In situations where CD field staff has directly observed a home (or other situation) before calling the hotline, CANHU staff will defer to the field worker’s professional judgment if the worker has determined that the situation warrants an emergency:

  • If the SDM Response Priority decision is not an emergency, CANHU will override to an emergency (within 3-hour) response based on the field staff’s direct knowledge of the situation.  CANHU will document in the narrative that this report was upgraded from a lower SDM priority response to an emergency based on field staff’s direct knowledge of the situation.
  • CANHU will not downgrade a call that has been screened as an emergency at the time of the call.  Downgrading priority response levels may occur at the county office level, given additional information according to policy.
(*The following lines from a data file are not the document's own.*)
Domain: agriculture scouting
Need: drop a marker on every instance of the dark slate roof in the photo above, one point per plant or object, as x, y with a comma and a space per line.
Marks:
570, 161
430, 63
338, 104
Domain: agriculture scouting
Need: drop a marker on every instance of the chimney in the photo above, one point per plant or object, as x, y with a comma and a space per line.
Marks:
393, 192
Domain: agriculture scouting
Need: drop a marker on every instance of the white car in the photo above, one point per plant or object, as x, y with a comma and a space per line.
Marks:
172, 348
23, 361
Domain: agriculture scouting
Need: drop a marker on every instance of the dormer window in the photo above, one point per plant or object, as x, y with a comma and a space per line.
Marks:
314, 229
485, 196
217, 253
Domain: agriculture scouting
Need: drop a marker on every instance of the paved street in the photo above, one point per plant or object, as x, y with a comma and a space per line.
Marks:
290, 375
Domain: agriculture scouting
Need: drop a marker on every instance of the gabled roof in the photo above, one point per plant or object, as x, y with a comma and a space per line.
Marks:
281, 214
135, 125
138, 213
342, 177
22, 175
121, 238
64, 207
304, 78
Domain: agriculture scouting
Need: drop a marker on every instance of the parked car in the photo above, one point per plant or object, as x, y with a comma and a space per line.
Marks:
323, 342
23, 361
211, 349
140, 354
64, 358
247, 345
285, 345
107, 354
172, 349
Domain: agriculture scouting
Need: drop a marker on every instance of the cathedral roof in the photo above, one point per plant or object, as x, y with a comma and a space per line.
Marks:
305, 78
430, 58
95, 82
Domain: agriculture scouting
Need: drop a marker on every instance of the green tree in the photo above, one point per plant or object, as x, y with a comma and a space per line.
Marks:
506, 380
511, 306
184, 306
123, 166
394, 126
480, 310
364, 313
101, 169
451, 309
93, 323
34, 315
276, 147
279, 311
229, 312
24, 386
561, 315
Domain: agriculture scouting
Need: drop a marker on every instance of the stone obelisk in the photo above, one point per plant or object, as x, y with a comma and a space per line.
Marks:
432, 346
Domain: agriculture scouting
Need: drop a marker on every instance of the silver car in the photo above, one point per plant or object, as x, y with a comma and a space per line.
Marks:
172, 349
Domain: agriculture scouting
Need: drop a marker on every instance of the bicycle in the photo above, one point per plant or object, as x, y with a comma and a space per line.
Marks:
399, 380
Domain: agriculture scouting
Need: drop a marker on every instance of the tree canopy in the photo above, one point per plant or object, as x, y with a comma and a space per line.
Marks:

Refer to Section 2, Chapter 3.4, Response Priority Level Override.

2.2.1.1 Criteria for Level One Response Priority

The following list includes examples of information received by the Child Abuse/Neglect Hotline Unit (CANHU) which would result in a CA/N report being assigned a Level One Response Priority:

  • All reports of physical abuse occurring at the time of the report.
  • All reports of serious physical abuse with household children remaining in the home and in danger of immediate harm.
  • Reports alleging sexual abuse in a licensed foster home with any child remaining in the household, including children not in Division custody.
  • All reports of severe physical injury where abuse or neglect is suspected to have occurred; immediate medical and/or social service attention is indicated and where the child is unprotected.
  • All reports of sexual abuse where the alleged perpetrator continues to have unsupervised access to the child, there is a reported physical injury as a result of sexual abuse, the child is, at the time of the report, experiencing severe emotional trauma.
  • Reports involving children who are, at the time of the report suffering from serious, untreated medical conditions which require immediate attention.  This shall include all situations involving suspected or known instances of withholding of medically indicated treatment from infants with disabilities who have life-threatening conditions.  (These situations are referred to as “Baby Doe” cases).
  • Reports alleging that parents/caretakers of children are, at the time of the report, or within the preceding 24 hours, behaving in a bizarre manner or acting under the influence of drugs or alcohol and that they could pose an immediate danger to the children.
  • Reports that children have ingested or been given drugs or alcohol, at the time of the report or within the preceding 24 hours, and because of their age and other concerns may be at immediate risk.
  • Reports alleging children are presently being threatened with a dangerous weapon by a parent/caretaker.
  • Reports alleging bizarre punishment are, at the time of the report, being administered to a child (i.e., locking a child in closet, tying child to a bed)
  • Reports alleging that children are suicidal and appear to be, at the time of the report, contemplating suicide because of abuse or neglect.
  • Reports alleging children have, at the time of the report, been left unsupervised, their parents whereabouts are unknown and because of their age or other concerns may be in physical danger.
  • Reports from hospitals stating that a child, who is presently in their facility, is being released, may be in physical danger, and the hospital is unwilling to take protective custody.
  • All reports involving exposure where, at the time of the report, a child is experiencing exposure to extreme weather conditions (i.e., heat, cold).
  • Report of death of a child where abuse or neglect is suspected and siblings remain in the home.
  • Reports alleging that there is an active methamphetamine laboratory in a home that includes a child.
  • Self-Referrals from parents who state they feel they will hurt or kill their child; request immediate removal of the child; or state they will immediately abandon their child.  If a parent is requesting immediate placement of the child solely because the child is in need of mental health services that the parent cannot access or afford, a Preventive Service referral is to be taken according to Voluntary Placement Agreement policy (VPA).